Method A prospectively collected database of patients at GWH Swindon was interrogated and a consecutive cohort of patients undergoing surveillance colonoscopy for a history of polyps between 11/7/2011 and 6/7/2014 was identified. Patients <75 years, undergoing flexible sigmoidoscopy or colonoscopy for other indications, and those with a previous history of CRC were excluded. Local databases and the electronic patient record were used to obtain further information, including surveillance period, history of CRC, the number and size of polyps seen on colonoscopy, the number of polyps biopsied/retrieved, histology results, quality of each colonoscopy (degree of pain caused, limited colonoscopy/ poor bowel preparation), complication events, and follow up arrangements after colonoscopy. The final cohort comprised 74 patients. The primary outcome was significant adenoma yield (i.e. >1 cm) per annum surveillance. Secondary outcomes included complication rates, quality of colonoscopies, proportion of polyps investigated and accordance with BSG guidelines.

Results 1) Polyp, adenoma and significant adenoma yield per annum surveillance was 0.37%, 0.33% and 0.17% respectively. Only 2 patients developed CRC over 225 years of polyp surveillance.

2) 13.5% experienced significant pain.

3) 52.7% of surveillance colonoscopies were incomplete or had poor bowel preparation.

4) 80.6% of polyps were biopsied or retrieved.

5) No patient was found to have post-procedure bleeding or perforation.
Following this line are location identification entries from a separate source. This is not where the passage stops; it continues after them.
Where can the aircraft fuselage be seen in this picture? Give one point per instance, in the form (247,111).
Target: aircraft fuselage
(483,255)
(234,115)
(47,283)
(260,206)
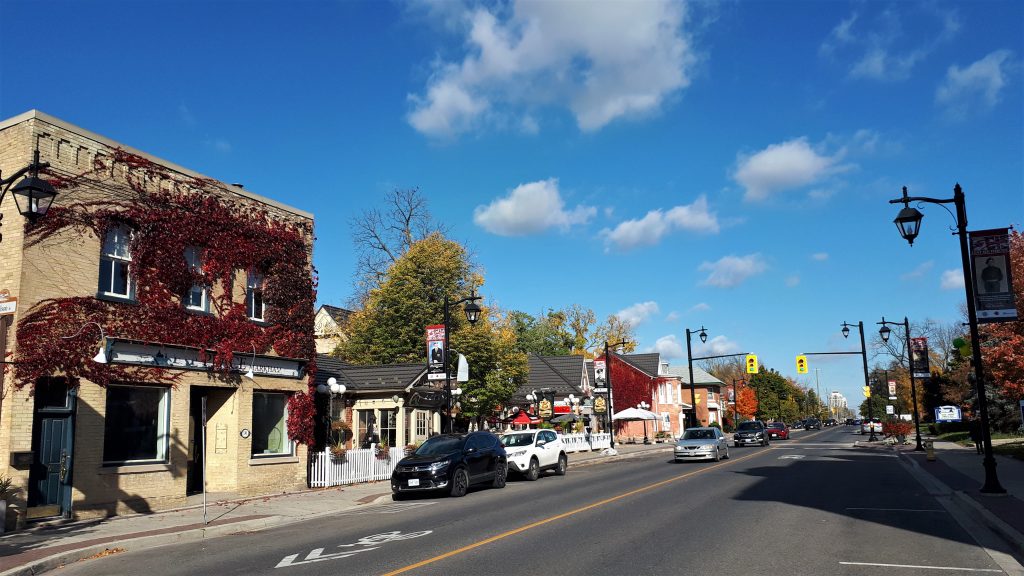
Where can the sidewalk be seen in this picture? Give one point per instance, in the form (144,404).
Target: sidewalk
(961,469)
(48,546)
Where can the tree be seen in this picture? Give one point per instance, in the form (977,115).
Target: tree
(381,237)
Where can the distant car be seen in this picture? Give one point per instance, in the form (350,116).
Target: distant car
(778,430)
(698,444)
(753,432)
(866,426)
(531,451)
(452,462)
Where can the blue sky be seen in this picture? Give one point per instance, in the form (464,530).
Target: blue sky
(718,164)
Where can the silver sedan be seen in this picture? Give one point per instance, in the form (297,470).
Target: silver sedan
(700,444)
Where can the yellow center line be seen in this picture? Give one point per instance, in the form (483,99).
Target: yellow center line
(565,515)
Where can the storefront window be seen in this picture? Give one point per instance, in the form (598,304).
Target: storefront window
(135,427)
(269,427)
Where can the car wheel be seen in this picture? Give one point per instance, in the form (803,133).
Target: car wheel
(534,471)
(460,483)
(563,464)
(501,475)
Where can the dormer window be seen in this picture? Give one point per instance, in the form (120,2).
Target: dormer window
(115,260)
(198,297)
(254,296)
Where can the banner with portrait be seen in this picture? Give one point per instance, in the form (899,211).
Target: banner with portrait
(993,285)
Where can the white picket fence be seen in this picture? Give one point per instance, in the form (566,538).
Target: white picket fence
(357,465)
(584,443)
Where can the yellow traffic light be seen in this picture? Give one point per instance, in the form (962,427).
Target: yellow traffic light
(801,364)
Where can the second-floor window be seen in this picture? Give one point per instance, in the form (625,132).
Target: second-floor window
(254,296)
(115,260)
(198,297)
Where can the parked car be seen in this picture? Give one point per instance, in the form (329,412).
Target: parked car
(752,432)
(529,452)
(778,429)
(866,426)
(698,444)
(452,462)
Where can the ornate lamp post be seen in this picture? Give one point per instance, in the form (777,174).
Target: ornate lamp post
(472,311)
(908,223)
(884,332)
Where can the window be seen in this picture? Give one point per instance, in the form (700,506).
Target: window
(254,296)
(269,432)
(115,279)
(198,297)
(135,429)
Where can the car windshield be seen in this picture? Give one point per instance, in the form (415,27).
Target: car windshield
(439,445)
(513,440)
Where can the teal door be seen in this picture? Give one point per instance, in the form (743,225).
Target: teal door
(50,478)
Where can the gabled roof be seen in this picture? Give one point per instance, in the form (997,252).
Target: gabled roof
(364,378)
(699,376)
(563,374)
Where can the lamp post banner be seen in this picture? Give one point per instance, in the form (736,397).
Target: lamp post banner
(919,358)
(993,285)
(435,352)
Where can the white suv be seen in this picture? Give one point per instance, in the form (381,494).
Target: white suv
(529,452)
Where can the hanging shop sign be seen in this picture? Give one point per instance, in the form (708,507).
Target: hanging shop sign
(919,358)
(993,289)
(435,352)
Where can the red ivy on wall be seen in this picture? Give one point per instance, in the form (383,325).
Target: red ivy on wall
(233,238)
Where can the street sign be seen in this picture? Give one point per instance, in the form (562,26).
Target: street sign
(801,364)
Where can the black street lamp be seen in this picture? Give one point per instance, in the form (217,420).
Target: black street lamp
(472,311)
(863,357)
(908,222)
(884,332)
(32,195)
(689,361)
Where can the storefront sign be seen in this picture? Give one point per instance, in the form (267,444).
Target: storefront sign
(993,289)
(124,352)
(947,414)
(919,358)
(435,352)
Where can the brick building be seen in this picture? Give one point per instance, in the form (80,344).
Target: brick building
(198,293)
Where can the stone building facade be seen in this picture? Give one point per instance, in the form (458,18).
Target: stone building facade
(84,439)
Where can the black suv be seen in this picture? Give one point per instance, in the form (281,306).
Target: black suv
(753,432)
(452,462)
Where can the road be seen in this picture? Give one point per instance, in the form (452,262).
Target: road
(812,505)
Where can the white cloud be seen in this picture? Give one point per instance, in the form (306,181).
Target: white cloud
(784,166)
(655,224)
(530,208)
(952,280)
(977,86)
(920,271)
(732,271)
(638,313)
(602,60)
(715,346)
(669,346)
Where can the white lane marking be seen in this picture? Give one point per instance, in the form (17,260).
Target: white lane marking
(950,568)
(898,510)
6) Of 44 patients analysed, 25 patients (56.8%) had inappropriate surveillance colonoscopy according to BSG guidelines. Eighteen (41%) had surveillance earlier than was appropriate.

Conclusion Our service evaluation suggests that polyp surveillance in elderly patients does not result in a high adenoma/polyp yield; procedures are often suboptimal due to high rates of incomplete procedures and can cause significant pain. BSG guidelines were not followed accurately. This may expose patients to further harm and waste limited resources. It therefore may be more beneficial for endoscopy departments to reduce the number of elderly individuals to whom they offer surveillance or improve compliance with the BSG guidelines. These strategies may decrease demand without resulting in an increase in the incidence of significant neoplastic disease.

Disclosure of interest None Declared.